Adamant that he was never out to invoke the kind of straight-up shock tactics that Marilyn Manson and other androgynous 90s stars relied on, Molko told Kerrang! this month that his cross-dressing was a largely political statement, aimed squarely at the homophobia that plagued in the music scene at the time. “Basically, I wanted anybody who was slightly homophobic in the audience to look at me and go, ‘ooh, she’s hot. I’d like to fuck her’,” he explained, “before realising that ‘her’ name was Brian, and then have to ask themselves a few questions about, shall we say, the fluidity of sexuality itself.” That fluidity was something Brian saw as inherent in modern sexuality. “For me, it’s not about gender – it’s about people,” he told the Belfast Telegraph of his own sexual attractions, emphasising the humanistic side to his politicised actions.

It’s a legacy that’s persisted through Britpop’s demise and indie’s changing fortunes – one which still pitches Placebo at the top of festival line-ups the world over, and pulls in crowds of thousands of disenfranchised, disillusioned individuals. 20 years on, they remain a force to be reckoned with, piledriving through convention, always one step ahead of societal norms. Flogging old clothing, equipment and rarities in a recent auction to raise funds for mental health charity CALM, a subsequent interview with NME saw Molko admit to his own struggles with depression, skewering mental health stigma in the same way he once tackled gender norms.
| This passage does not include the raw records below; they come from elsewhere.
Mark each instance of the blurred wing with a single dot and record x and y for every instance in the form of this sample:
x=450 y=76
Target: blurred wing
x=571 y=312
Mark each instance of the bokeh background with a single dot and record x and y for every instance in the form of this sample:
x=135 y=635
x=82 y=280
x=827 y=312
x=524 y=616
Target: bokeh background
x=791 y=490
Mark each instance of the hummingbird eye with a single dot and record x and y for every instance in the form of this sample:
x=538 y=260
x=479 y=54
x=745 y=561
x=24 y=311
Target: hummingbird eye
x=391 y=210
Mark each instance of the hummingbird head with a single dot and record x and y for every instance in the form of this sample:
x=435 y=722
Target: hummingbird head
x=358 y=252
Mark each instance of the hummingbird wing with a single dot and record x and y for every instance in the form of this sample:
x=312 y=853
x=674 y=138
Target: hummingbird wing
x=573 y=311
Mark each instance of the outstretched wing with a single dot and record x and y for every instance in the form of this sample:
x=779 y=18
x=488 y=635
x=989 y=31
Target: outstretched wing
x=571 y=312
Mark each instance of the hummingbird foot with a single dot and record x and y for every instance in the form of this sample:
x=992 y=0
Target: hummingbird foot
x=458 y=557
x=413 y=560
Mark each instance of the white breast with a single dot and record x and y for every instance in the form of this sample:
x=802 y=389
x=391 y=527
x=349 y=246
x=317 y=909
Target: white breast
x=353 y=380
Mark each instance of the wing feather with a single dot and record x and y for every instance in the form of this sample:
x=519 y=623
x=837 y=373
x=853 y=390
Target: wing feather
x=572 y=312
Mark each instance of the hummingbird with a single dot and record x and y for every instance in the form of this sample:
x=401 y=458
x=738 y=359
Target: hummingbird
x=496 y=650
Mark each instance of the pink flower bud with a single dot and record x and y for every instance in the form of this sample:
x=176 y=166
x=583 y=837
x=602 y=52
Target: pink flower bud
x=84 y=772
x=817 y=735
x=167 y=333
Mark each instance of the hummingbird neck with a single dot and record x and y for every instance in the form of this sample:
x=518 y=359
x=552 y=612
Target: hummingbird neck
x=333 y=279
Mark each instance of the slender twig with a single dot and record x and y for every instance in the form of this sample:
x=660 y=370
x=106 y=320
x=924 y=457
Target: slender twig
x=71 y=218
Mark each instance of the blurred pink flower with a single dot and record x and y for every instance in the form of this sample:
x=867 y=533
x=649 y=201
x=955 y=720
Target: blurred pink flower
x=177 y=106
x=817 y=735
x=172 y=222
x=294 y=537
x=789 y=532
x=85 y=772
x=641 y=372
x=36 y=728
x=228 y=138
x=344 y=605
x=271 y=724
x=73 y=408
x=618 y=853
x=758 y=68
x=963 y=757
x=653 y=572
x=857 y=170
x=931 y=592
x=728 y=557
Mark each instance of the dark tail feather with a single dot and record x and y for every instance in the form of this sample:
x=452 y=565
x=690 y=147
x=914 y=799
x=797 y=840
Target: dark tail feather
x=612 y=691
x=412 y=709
Taking to Brixton Academy stage this week to round up their ‘20 Years Of Placebo’ world tour, Molko’s victory lap was slightly tripped-up by a set of damaged vocal cords. While his sneering, acid-tongued vocals might have suffered, though, the group lost little of their combative power. The thunderous rhythm section, led by founding member Stefan Olsdal’s gut-rumbling basslines, saw Brixton’s balcony shudder, while a raw rendition of Without You I’m Nothing – backed by images of the late, great Bowie himself – found power in the wake of immense grief.

It’s that which is Placebo’s true masterstroke. For all their wilful gender fluidity, sexual politics and open-hearted sensuality, the way it’s delivered – cocksure, stomping, and with a snarl – continues to subvert still-existing preconceptions of what a ‘Nancy Boy’ can muster. As 5,000 black-clad fans roared their approval before spilling out into the streets of Brixton, another two decades at the top seem certain.